Deutlich hatte Ayatollah Ali Khamenei, der Vorsitzende des islamischen Wächterrates und „Oberste Führer“ der Islamischen Revolution, vorher bei einem Auftritt in der westiranischen Provinz Kurdistan jedoch den Finger gehoben: „Seid vorsichtig bei Eurer Wahl. Lasst nicht diejenigen mit den Stimmen der Menschen ins Amt gelangen, die sich in die Hände unserer Feinde ergeben und so die Nation ihrer Würde berauben wollen.“ Die Iraner dürften nicht die Politiker wählen, die „dem Westen schmeicheln“ würden.

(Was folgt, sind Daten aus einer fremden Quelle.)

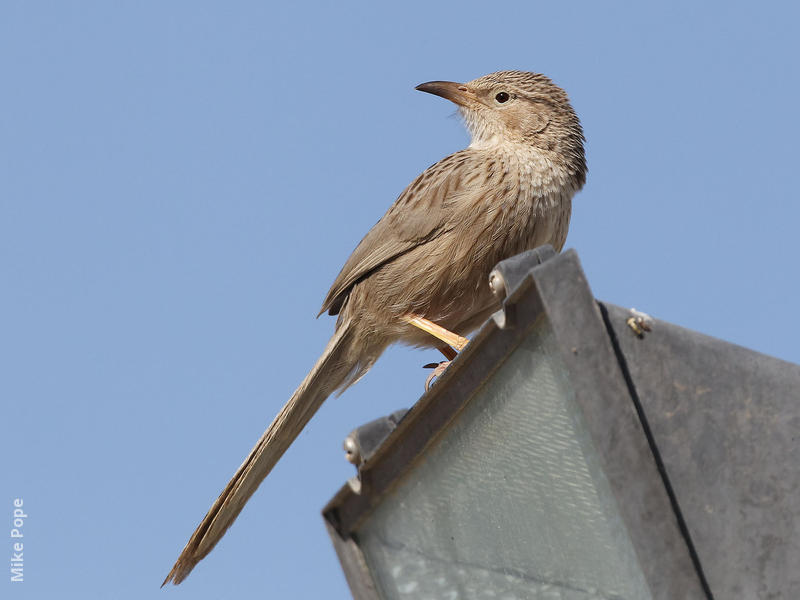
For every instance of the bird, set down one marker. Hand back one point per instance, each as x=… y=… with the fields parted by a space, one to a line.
x=419 y=276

Sollte ein pro-westlicher Politiker zum Präsident gewählt werden, wäre dies eine „Katastrophe“ für das Land.

Analysten verstehen die jüngsten Äußerungen als deutliche Unterstützung Khameneis für den als Hardliner bekannten Präsidenten Mahmoud Ahmadinejad, da alle anderen Kandidaten im laufenden Wahlkampf – zu unterschiedlichem Grad – einen Dialog mit dem Westen zu ihrem Ziel erklären.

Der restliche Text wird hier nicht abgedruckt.